Jan. 25, 2023
Benefit Updates Based on New Illinois Laws
Applies to Individual & Family, all groups
Blue Cross and Blue Shield of Illinois (BCBSIL) is updating some benefits due to new laws in Illinois. We’re also evaluating others that go into effect for plan years 2024 and beyond. Learn what’s changing and which laws are still under review.
Mandate with updated guidance
House Bill 3709: Infertility Coverage
- As we previously communicated, this bill from the 2021 Legislative Session clarified the definition of infertility. As part of that definition, the bill allowed insurance coverage to exclude payments made to a surrogate. The Illinois Department of Insurance has since amended the language to clarify that using a surrogate doesn’t mean a member can’t have infertility treatment coverage.
- Specifically, infertility benefits that would apply to the member should also apply to a surrogate.
- Payments or other services made to a surrogate after an embryo transfer can still be excluded, but services that would be covered for a member up to the point of transfer should be covered.
- Market segments impacted:
- Fully insured group, including small group, mid-market, large and national accounts
- Fully insured and ASO State Employees Plan
- Blue Balance FundedSM
- Grandfathered/transitional
- Effective date: Jan. 1, 2022
- What’s the impact?
- The current infertility benefit of four occyte retrievals per year (per covered member) should be covered if the services are provided to a surrogate, just as they would be if the services were provided to the member.
- Expenses associated with retrieval/transfer including physical exam, lab screening and prescription drugs are also covered.
- Once infertility services are completed and the surrogate is discharged from infertility specialist care to OB/GYN care, no further coverage of services for the surrogate are required.
- We’re updating our benefit booklets to reflect updated language.
Mandates with 2022/2023 effective dates
House Bill 2595: Accepted Standards of Behavioral Health Care
Requires BCBSIL to create training for employees on mental, emotional, nervous or substance use disorder (behavioral health or BH) medical necessity criteria. The bill also requires us to make the educational materials available to members and providers.
- Market segments impacted: the mandate applies to insurers, not specific markets or plans
- Effective date: Jan. 1, 2023
- What’s the impact? There are no benefit changes as a result of this mandate. As an insurer, BCBSIL is responsible for creating training materials for our employees, providers and members. We are working through the curriculum and will communicate once those training materials are available. We’ve created a member notice about the mandate, which is available on our website.
HB 4433: HDHP & HSA Eligibility
Amends the Managed Care Reform and Patient Rights Act to clarify that any third-party payments to reduce member cost sharing for prescription drugs costs (coupons, copay cards, discounts, vouchers, etc.) apply to health savings account (HSA) qualified high deductible health plans (HDHPs) after the IRS minimum deductible is met.

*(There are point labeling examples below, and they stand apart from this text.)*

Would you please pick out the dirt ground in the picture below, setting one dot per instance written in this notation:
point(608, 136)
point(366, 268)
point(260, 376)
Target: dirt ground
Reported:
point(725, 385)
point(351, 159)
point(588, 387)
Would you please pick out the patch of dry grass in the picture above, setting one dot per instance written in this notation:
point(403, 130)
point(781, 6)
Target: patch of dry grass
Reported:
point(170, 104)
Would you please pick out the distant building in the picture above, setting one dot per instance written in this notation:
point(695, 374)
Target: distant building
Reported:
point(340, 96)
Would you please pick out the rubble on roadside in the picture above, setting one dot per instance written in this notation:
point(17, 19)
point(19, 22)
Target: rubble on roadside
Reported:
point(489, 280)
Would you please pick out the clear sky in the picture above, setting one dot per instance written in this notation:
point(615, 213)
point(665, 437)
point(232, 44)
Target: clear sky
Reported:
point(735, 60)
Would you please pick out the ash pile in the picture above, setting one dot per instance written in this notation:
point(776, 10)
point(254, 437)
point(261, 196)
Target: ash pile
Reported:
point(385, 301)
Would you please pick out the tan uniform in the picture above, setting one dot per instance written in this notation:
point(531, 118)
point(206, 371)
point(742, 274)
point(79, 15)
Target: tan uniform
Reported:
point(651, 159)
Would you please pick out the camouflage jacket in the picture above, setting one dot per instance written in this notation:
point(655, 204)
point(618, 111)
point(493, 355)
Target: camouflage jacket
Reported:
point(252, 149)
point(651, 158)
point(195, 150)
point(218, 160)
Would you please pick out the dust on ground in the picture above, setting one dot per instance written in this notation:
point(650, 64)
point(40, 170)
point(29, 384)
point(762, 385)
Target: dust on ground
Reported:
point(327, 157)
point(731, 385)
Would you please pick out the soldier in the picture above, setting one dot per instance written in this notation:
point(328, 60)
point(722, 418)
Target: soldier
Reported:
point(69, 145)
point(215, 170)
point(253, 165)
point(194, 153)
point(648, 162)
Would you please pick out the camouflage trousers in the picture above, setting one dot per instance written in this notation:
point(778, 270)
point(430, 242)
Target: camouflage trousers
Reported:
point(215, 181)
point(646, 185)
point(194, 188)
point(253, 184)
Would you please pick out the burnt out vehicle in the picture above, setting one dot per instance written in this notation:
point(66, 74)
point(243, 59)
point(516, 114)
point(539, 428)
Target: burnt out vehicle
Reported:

- Market segments impacted:
- Individual/Family
- Student
- Fully insured group, including small group, mid-market, large and national accounts
- Fully insured and ASO state governmental entity ASO group plans (County/Municipality/State Employee Plans) except School plans
- Grandfathered/Transitional
- Effective date: April 22, 2022
- What’s the impact? HDHP Members who use a coupon, copay card, etc. to help pay for their prescription still need to meet the minimum required IRS deductible before that third-party payment applies toward their plan’s cst sharing limits (deductible/out-of-pocket maximum). Once the member has met the IRS minimum deductible, any third-party payments will apply to their cost sharing limits.
- Note: If a member uses a coupon, copay card, etc. to pay for services considered “preventive” under IRS law, those payments do apply to the member’s cost sharing, regardless of whether they’ve met their deductible.
House Bill 135: Pharmacists Dispensing Hormonal Contraceptives
Expands Pharmacists Scope of Practice to dispense and counsel patients on hormonal contraceptives with an order from a physician or local health department medical director. The law requires insurers cover these services when provided by a pharmacist, if they would be covered when provided by a physician, advanced practice registered nurse, or physician’s assistant.
- Market segments impacted:
- Individual/Family
- Student
- Fully insured group, including small group, mid-market, large and national accounts and state governmental plans (County/Municipalities/School, State Employee Plans)
- ASO state governmental entity plans (County/Municipalities/Schools, State Employee Plans)
- Medicaid
- Effective date: Jan. 1. 2023
- What’s the impact? HB 135 expands the type of pharmacists that can counsel the member about hormonal contraceptive options at the pharmacy. The law also requires these claims to be covered the same as they would if a physician, advanced practice registered nurse, or physician’s assistant was providing the counsel.
- Note: The mandate does not expand pharmacists’ scope to prescribe these products.
- While there are existing codes for pharmacist counseling on medication therapy management, BCBSIL doesn’t often receive claims for these codes, so we don’t anticipate significant impact from this mandate.
House Bill 4703: Insurance Billing
HB 4703 updates Illinois law to address surprise billing by out-of-network providers for emergency and ancillary services.
- Market segments impacted:
- Individual/family
- Student
- Fully Insured group, including small group, mid-market, large and national accounts (does not include County/Municipality/School or State Employees plans)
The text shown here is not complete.